My thoughts are so jumbled that I'm going to read this and be like, why the hell did I even post this? But whatever. I guess I'll talk about academics since it's consuming my whole life right now. I set the goal of getting on the Dean's List this quarter but it's going to be really hard. My grades as of now are:

BMED(3): A
PSYCH(4): B+/A-
Calculus(4): A-
PHYS(4): D

Ouch. Gotta bust my ass these last 3 weeks. I can't wait for this quarter to be over and not have my Physics teacher anymore. I'm not going to blame her (entirely) for my bad grade. She IS a bad teacher but I haven't been giving my all in Physics, either. Haha, I'm so grateful for these fast quarters. It's crunch time and it's time to be clutch. 3 Midterms, 4 Finals to come. Bring it on. WHAT UP?!



P.S. Tammy, I know you're reading this. What up? Make me a dope layout for BlogSpot. Thanks.

Sunday, February 1, 2009

Sending Out an S.O.S Can Anybody Out There Hear My Request?

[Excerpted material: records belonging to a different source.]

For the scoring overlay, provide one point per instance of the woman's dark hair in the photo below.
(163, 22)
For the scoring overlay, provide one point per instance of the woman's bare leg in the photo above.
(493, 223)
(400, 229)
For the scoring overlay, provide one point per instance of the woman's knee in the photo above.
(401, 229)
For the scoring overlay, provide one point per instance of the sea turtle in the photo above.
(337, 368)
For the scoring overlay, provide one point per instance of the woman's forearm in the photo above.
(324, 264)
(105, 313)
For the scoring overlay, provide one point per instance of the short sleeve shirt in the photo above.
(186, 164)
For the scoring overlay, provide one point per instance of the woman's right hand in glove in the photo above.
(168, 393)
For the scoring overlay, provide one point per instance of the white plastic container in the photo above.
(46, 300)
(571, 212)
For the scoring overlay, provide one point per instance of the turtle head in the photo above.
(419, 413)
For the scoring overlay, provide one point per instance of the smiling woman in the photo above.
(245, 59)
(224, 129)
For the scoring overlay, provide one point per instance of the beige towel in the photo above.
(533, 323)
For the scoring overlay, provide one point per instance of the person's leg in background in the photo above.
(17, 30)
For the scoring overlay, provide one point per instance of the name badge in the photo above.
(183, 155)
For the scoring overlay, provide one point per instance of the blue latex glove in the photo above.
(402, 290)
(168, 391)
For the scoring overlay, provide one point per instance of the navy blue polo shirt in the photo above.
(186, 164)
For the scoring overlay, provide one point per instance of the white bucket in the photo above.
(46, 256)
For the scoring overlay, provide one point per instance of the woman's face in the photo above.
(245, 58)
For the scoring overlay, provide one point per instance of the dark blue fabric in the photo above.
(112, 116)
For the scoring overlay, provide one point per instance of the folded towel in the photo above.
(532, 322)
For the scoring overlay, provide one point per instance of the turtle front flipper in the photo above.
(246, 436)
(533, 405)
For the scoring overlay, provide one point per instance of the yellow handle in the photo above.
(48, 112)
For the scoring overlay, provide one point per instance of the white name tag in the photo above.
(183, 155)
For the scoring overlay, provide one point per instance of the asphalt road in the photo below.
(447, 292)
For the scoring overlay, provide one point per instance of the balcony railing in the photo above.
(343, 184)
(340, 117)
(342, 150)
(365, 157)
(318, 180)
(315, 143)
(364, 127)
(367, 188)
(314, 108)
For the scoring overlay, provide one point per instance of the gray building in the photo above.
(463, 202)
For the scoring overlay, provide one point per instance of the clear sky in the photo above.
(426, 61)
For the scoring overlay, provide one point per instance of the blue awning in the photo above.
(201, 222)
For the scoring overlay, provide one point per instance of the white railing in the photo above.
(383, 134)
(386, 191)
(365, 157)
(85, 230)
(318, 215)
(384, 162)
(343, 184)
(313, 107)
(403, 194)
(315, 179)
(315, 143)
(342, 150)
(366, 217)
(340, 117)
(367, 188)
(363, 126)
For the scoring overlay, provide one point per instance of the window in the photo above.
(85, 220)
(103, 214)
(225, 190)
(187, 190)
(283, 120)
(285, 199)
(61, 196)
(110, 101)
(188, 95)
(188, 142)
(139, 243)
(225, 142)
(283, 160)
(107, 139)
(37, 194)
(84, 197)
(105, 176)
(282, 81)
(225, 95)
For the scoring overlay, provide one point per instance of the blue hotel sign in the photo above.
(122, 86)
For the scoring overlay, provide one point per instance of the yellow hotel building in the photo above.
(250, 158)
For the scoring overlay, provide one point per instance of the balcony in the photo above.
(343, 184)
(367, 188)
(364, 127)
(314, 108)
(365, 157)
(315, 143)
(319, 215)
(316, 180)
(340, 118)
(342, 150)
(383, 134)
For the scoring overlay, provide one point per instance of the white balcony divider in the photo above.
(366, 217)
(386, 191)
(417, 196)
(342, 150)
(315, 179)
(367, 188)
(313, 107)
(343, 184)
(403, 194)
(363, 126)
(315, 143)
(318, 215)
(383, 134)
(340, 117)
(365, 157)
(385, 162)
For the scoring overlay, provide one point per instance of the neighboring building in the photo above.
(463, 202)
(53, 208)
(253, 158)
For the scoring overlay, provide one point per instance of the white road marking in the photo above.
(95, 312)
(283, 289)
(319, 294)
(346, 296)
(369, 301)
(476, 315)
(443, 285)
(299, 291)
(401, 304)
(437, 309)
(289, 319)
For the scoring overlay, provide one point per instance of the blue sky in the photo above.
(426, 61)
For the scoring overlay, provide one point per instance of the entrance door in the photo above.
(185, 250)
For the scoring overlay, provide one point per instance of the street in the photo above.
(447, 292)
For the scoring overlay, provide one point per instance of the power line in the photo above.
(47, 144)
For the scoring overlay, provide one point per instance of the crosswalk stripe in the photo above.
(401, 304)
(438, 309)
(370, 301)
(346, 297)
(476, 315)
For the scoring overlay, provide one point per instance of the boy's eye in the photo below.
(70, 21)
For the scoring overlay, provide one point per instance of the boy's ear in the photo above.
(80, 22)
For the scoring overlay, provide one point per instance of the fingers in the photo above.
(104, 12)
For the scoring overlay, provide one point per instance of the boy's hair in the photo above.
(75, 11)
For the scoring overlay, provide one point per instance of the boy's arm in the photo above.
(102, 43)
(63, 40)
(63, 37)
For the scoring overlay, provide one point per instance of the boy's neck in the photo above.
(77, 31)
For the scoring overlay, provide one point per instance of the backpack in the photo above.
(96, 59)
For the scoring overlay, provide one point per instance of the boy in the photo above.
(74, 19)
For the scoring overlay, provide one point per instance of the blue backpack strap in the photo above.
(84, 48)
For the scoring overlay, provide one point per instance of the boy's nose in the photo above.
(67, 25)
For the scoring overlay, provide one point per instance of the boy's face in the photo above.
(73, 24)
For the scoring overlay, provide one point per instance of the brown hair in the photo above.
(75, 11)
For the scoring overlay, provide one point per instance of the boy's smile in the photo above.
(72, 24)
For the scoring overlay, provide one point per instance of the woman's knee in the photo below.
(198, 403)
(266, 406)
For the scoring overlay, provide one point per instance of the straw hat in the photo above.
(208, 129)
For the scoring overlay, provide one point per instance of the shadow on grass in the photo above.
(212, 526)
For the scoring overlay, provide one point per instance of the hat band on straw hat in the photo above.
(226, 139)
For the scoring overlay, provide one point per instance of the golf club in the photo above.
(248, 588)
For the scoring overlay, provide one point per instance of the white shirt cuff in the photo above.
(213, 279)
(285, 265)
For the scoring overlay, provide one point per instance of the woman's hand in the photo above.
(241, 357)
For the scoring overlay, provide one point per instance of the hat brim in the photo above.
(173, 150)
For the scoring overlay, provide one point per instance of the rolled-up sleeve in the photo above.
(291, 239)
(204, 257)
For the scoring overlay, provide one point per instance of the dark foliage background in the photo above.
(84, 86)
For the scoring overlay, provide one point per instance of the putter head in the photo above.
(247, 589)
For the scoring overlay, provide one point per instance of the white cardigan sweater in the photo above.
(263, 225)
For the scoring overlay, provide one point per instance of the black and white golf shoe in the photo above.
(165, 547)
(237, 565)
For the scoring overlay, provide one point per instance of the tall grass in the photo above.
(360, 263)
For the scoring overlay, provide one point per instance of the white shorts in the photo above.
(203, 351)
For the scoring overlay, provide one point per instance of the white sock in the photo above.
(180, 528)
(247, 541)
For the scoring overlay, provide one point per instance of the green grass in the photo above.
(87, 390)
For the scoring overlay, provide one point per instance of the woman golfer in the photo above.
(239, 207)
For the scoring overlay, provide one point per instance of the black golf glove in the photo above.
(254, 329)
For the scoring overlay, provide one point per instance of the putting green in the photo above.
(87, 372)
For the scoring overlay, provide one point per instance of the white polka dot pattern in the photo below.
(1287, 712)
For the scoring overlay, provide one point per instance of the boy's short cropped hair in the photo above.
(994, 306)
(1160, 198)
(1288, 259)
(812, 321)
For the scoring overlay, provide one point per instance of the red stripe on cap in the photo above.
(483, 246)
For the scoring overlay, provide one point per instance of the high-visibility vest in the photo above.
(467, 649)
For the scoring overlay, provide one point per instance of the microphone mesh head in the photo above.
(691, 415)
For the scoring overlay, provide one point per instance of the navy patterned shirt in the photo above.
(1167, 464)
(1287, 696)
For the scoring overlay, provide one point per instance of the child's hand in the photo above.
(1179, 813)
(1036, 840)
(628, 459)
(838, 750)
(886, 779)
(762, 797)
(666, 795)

I'm in solitude like steps on the moon. We need human contact soon, soon, soon.
"Escape Earth" - Diverse

Funny how a little bit of time and music remedy a situation. I haven't finished my Physics and BMED homework yet but I can really care less. Why should I let this get me mad when it won't even matter when I turn this stuff in on Monday? So I heard this song ("Escape Earth") on a mix a few days ago and I finally found out the name of it after three days of searching. I've been looping this song and it inspired me to blog again. haha. (I just got it 2 1/2 hours ago and already 25 plays and counting) I find it weird how hip hop can make me happy and allow me escape from reality. It's sort of like having a heart to heart talk with a close friend, that kind of feeling. I don't know if any of this is making sense at 2 in the morning but whatever.